H. Rosa montre ensuite les conséquences de l’accélération sur les sujets. On trouvera à ce propos des analyses fouillées qui abordent toutes les dimensions de l’existence depuis les plus triviales jusqu’aux plus élaborées culturellement. Au passage notons par exemple son analyse de la dépression comme maladie typique de la modernité tardive. Mais ce sont les conséquences politiques qui nous arrêterons ici. Après avoir été des éléments moteurs de l’accélération, l’État – notamment par la rationalisation bureaucratique si finement analysée par Weber – et l’armée deviennent aujourd’hui des freins. Ainsi, l’auteur affirme-t-il : « Toutes ces évolutions semblent indiquer que le temps de la poli­tique est révolu. Parce que la politique reste dans son horizon temporel comme dans sa vitesse de travail en retard sur les transfor­mations dans l'économie et la société, elle ne peut plus jouer son rôle (qui lui reste cependant assigné culturellement) pour fixer la cadence de l'évolution sociale ou pour façonner l’histoire.
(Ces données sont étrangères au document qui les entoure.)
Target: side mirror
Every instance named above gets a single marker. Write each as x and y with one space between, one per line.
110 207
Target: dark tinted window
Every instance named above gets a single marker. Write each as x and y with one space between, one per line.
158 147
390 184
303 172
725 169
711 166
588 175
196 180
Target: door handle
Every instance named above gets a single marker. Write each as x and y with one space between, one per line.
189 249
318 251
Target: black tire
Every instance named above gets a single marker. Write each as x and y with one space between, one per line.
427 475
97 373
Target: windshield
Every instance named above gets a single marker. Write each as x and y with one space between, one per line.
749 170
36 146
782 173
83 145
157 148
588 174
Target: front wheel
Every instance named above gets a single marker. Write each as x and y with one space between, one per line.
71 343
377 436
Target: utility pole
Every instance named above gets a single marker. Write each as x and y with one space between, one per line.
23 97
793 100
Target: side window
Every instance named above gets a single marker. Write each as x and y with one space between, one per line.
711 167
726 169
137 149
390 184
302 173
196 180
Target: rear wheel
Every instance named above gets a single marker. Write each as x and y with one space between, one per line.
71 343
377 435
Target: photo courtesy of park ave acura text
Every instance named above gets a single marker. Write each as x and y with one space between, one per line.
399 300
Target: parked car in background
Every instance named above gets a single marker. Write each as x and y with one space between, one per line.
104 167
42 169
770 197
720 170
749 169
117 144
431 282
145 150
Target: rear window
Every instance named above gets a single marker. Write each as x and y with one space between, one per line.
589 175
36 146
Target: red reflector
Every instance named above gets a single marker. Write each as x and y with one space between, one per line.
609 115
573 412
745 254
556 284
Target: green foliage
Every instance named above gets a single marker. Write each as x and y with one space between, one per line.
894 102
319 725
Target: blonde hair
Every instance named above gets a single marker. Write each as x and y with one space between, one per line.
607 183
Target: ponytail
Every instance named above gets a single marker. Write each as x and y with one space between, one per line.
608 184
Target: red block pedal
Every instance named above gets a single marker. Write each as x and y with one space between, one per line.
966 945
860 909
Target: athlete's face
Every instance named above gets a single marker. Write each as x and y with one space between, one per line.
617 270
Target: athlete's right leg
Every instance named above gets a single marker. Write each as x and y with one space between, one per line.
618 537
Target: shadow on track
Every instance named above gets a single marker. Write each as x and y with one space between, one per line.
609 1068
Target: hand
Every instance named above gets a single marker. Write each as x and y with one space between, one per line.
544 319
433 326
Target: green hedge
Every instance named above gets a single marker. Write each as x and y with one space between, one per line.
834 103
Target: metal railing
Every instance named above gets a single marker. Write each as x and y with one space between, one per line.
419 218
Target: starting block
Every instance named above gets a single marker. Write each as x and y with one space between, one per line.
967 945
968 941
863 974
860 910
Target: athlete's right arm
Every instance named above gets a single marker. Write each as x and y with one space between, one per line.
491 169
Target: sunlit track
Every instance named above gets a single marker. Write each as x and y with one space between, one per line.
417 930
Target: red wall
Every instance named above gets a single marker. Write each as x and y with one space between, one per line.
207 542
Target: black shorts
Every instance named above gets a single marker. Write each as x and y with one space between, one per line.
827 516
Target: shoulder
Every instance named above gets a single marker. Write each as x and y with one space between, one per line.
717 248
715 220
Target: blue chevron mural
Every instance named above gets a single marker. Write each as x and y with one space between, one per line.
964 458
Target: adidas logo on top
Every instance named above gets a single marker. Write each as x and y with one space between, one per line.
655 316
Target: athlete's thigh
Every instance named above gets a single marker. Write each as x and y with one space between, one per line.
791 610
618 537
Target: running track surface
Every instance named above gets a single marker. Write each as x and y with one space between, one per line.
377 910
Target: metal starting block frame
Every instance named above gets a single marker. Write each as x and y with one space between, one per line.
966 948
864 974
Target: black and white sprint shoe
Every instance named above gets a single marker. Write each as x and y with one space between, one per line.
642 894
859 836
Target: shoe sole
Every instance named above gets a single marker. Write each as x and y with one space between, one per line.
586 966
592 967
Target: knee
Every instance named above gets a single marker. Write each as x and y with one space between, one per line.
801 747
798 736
Là où elle maintient son ambition de diriger, elle n'apparaît plus comme un élément de progrès, mais littéralement comme un « frein à la modernisation ». C'est la raison pour laquelle elle figure dans la liste des accélérateurs de la modernité classique qui sont devenus des freins dans la modernité avancée. Pour autant que la distinction entre politique de droite et politique de gauche ait encore un sens, les « progressistes », aujourd'hui, se retrouvent de nos jours davantage du côté des partisans de la décélération parce qu'ils défendent le contrôle politique de l'économie, les processus de négociation politique, de même que la protection de l'environ­nement et des particularités locales — ce qui correspond à une inver­sion radicale. En effet, les « conservateurs » semblent poursuivre une stratégie d'accélération au détriment de la véritable politique, dans la mesure où ils militent en faveur de l'introduction rapide de nouvelles technologies, de l'abolition des obstacles à la circulation globale, de l'hégémonie du marché et de formes accélérées de prise de décision. » (p.326)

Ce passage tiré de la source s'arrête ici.